Güneşi Beklerken: Mahşerin dört tatlısı
22 Kasım 2014
GÖKÇE YANARDAĞ: LEOPAR BOTLAR MESELESİ
Ah
Gökçe Yanardağ ah.. O nasıl bir zerafet, endam, içli dışlı güzellik
anlatamam. Hayran olunası bir ışığı var. Zaten hangi işin içinde dursa
kendini hemen fark ettiren pırıltısı bu sefer tam yerini bulmuş. Şahsen
alınan gücenen olmasın ama galiba GB kadrosunda en beğendiğim karakter
ve performanslardan biri kesinlikle Tülin ile Gökçe Yanardağ’a ait.
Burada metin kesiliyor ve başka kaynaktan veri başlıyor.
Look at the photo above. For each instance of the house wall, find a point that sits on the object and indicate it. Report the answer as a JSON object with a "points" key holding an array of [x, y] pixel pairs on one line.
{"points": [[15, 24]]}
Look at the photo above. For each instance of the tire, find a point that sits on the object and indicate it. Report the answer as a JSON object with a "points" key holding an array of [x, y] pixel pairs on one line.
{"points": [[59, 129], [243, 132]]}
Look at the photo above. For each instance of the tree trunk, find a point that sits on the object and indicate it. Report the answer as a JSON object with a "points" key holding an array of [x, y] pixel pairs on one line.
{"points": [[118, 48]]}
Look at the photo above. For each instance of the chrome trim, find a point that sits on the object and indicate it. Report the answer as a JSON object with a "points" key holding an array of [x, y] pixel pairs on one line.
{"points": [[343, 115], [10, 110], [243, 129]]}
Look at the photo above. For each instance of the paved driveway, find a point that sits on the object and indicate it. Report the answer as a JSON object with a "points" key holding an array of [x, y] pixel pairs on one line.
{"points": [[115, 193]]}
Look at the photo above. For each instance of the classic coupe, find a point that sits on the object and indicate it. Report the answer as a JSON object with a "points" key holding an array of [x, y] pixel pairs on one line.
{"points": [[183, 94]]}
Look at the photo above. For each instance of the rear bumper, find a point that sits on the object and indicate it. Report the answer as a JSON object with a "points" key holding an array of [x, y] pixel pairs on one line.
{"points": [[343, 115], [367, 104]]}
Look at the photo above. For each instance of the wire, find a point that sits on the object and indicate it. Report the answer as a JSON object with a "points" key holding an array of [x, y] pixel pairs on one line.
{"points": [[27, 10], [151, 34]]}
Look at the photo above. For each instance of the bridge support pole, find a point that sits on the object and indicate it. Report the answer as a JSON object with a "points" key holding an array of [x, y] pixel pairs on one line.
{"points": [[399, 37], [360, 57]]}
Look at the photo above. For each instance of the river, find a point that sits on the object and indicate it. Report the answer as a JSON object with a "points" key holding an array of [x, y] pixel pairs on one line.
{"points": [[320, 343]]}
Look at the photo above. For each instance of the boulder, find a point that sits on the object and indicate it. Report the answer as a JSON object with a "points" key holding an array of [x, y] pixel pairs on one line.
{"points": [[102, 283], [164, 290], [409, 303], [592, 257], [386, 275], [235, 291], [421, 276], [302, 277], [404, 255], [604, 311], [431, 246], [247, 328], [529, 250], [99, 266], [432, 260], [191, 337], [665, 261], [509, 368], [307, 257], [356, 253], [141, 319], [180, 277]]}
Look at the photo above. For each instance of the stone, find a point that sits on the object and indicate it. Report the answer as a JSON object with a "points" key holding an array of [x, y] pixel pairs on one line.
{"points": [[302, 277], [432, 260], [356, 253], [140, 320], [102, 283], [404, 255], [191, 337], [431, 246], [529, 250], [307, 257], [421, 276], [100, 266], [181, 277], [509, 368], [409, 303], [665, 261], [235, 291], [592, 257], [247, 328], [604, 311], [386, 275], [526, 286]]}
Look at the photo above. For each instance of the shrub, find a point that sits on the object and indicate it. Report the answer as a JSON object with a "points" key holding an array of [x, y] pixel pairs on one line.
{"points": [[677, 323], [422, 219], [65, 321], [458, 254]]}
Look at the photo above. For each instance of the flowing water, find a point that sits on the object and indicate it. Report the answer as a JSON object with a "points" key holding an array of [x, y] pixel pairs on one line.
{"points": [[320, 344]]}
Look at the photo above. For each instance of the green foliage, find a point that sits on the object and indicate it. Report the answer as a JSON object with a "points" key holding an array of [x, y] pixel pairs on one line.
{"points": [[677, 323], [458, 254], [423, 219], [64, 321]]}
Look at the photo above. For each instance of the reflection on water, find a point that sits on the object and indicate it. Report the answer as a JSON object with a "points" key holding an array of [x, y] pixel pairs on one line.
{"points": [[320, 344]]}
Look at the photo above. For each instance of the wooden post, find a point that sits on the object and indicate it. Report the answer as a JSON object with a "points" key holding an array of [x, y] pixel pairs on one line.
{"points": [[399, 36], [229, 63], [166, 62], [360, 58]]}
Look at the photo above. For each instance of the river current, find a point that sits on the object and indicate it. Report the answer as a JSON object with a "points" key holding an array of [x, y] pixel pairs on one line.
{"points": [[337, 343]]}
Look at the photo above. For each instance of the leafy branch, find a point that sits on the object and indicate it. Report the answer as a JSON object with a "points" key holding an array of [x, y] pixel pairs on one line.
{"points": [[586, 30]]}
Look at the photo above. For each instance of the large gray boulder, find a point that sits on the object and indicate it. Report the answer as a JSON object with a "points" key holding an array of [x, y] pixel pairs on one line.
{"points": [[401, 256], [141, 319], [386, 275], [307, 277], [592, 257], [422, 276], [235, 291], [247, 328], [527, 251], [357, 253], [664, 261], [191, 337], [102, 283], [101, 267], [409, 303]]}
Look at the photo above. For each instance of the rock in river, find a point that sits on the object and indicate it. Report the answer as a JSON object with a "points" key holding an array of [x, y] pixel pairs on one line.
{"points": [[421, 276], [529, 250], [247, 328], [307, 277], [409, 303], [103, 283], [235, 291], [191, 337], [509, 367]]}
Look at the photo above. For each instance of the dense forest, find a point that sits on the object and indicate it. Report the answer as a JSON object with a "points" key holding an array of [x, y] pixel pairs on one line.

Twitter arkadaşlığımızı cismi tanışıklığa denklemek Samandıra setine
nasipmiş. Dünyanın bir ucu. Kurumsal İletişim’de çalışan ve bana bütün
bu ziyaretler boyunca eşlik eden Esra bir gün önce aradı ve “Araç
ayarladım,” dedi. Anlayacağınız dünyanın bir diğer ucundaki sete
prodüksiyonun nezaketi ile ulaştım.
Sete adım attığım andan itibaren
herkes “Gökçe ile tanıştın mı? Bayılırsın!” uyarısında bulundular. Gökçe
Yanardağ, Güneşi Beklerken’in yetişkinler kadrosunda. Neşeli,
yeteri kadar yumuşak, rol arkadaşlarına ‘genç’ muamelesi yapmayan,
onlarla ortak bir başarıya imza attıklarının bilincinde olacak kadar
özgüvenli bir oyuncu. Leopar botlarıyla başı dertte. Eve dönerken (biz
dönerken ekibin büyük bir kısmı hala çalışıyordu) serviste uzun uzun
eski zamanlar ve topuklu ayakkabılar üzerine sohbet ettik. Ben, “Şimdiki
kızlar yüksek topukluları giymiyor, biniyor,” diyerek size laf sokarken
o sizi ölümüne savunup ayakkabıların ergonomik ve kalite sorunundan dem
vurdu. Gökçe Yanardağ’dan size hep destek, tam destek!